Two different models were used for comparison. **KeyBert** performs better, as expected. This is because the similarity to the article is used to define the keywords. In addition, several are formed and the most dissimilar ones are used. Thus, the variety of keywords is very good and they cover all relevant aspects of the text. The model has found **2409** of the total 2793 excellent German Wikipedia articles in the training. This corresponds to an accuracy of **86.25%**. To get a better accuracy, more keywords could be generated and included in the search. The preprocessing of the text seems to be sufficient due to the good keywords.
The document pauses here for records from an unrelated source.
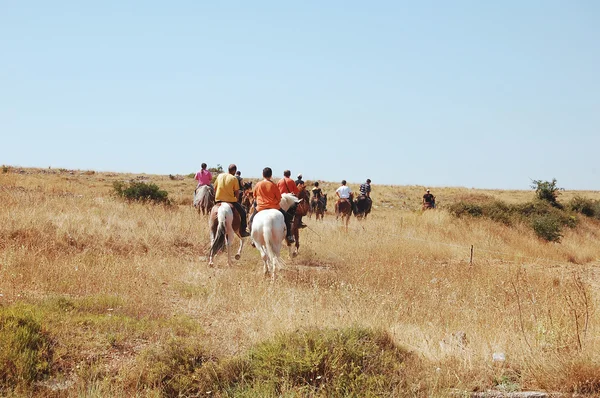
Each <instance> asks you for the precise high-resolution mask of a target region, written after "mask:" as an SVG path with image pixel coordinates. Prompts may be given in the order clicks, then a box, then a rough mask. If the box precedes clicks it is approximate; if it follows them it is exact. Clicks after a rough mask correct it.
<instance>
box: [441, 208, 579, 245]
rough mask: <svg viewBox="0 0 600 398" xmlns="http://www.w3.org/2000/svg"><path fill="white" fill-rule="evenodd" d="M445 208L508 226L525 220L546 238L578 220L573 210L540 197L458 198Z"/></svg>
mask: <svg viewBox="0 0 600 398" xmlns="http://www.w3.org/2000/svg"><path fill="white" fill-rule="evenodd" d="M447 209H448V211H449V212H450V214H452V215H454V216H455V217H465V216H468V217H484V218H488V219H490V220H492V221H496V222H500V223H503V224H505V225H508V226H511V225H515V224H517V223H524V224H526V225H529V226H530V227H531V228H532V229H533V231H534V232H535V233H536V235H537V236H538V237H540V238H542V239H544V240H546V241H549V242H559V241H560V238H561V237H562V230H563V227H569V228H575V227H576V226H577V223H578V220H577V216H576V213H575V212H574V211H570V210H565V209H563V208H562V207H557V206H555V205H553V204H551V203H549V202H548V201H544V200H539V199H538V200H535V201H533V202H527V203H520V204H508V203H504V202H502V201H498V200H496V201H493V202H487V203H481V204H477V203H471V202H466V201H459V202H456V203H452V204H451V205H449V206H448V207H447Z"/></svg>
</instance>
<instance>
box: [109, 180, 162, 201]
mask: <svg viewBox="0 0 600 398" xmlns="http://www.w3.org/2000/svg"><path fill="white" fill-rule="evenodd" d="M113 189H114V192H115V193H116V194H117V195H118V196H120V197H122V198H125V199H127V200H130V201H140V202H154V203H163V204H169V203H170V202H169V199H168V198H167V196H168V193H167V191H162V190H161V189H160V188H159V187H158V185H156V184H152V183H150V184H147V183H145V182H136V181H132V182H130V183H129V185H128V184H126V183H125V182H123V181H115V182H114V183H113Z"/></svg>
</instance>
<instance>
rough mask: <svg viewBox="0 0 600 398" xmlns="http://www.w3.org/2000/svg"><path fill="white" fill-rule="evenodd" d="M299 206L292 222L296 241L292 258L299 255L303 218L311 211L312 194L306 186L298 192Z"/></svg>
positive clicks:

The **Yake** model still performs well, but slightly worse. It uses features in the text to create the keywords. The fact that the model performs worse may also be due to the preprocessing of the articles. In contrast to the KeyBert model, the model only correctly found **2048** articles out of 2793 based on the identified keywords. This means that 361 fewer excellent articles were found in comparison. Thus, the accuracy for the Yake model is only **73.33%**. Nevertheless, the result is good and shows that the model works. However, better keyword identification is achieved with the KeyBert model.